Coaching career (HC unless noted)
- 1980-1981: Oregon (GA)
- 1982-1993: Oregon (OL/TE)
- 1994: Oregon (OL)
- 1995: St. Louis Rams (TE)
- 1996: St. Louis Rams (OL)
- 1997: Maryland (OL)
- 1998-1999: USC (OL)
- 2000-2004: Oregon (DL)
- 2005–2016: Oregon (OL)
- 2017–2019: California (OL)

Accomplishments and honors

Awards
- National Offensive Line Coach of the Year - American Football Coaches Association (2008)

= Steve Greatwood =

American football coach (born 1958)

Steve Greatwood (born August 15, 1958 in Eugene, Oregon) is a retired American football coach.

==Career==
Greatwood has over 30 years of coaching experience, including stints in the NFL (St. Louis Rams) and at four different colleges (Oregon, USC, Maryland, California). Widely regarded as one of the premiere offensive line coaches in college football today, Greatwood was named the National Offensive Line Coach of the Year by the American Football Coaches Association in 2008.

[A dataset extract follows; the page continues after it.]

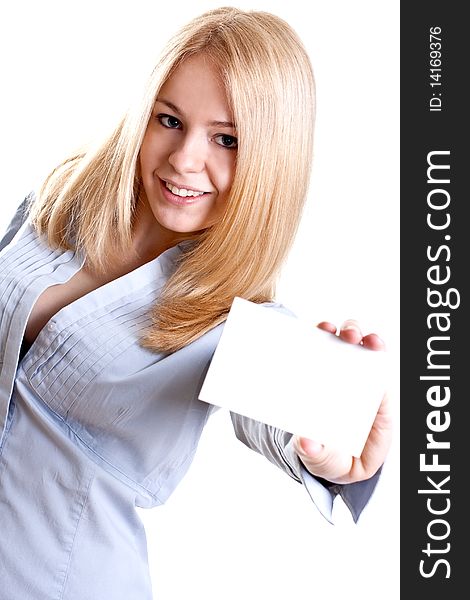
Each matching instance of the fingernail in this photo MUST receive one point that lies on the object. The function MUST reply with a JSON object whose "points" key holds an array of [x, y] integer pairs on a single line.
{"points": [[349, 328]]}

The former Churchill High School standout completed his playing career at Oregon with an appearance in the 1980 Hula Bowl and was the recipient of the Bob Officer Award, given to the Oregon player who makes a major contribution to the success of the program despite physical adversity. Greatwood later signed as a free agent with the San Francisco 49ers before initiating his coaching career as the Ducks’ defensive graduate assistant for two years.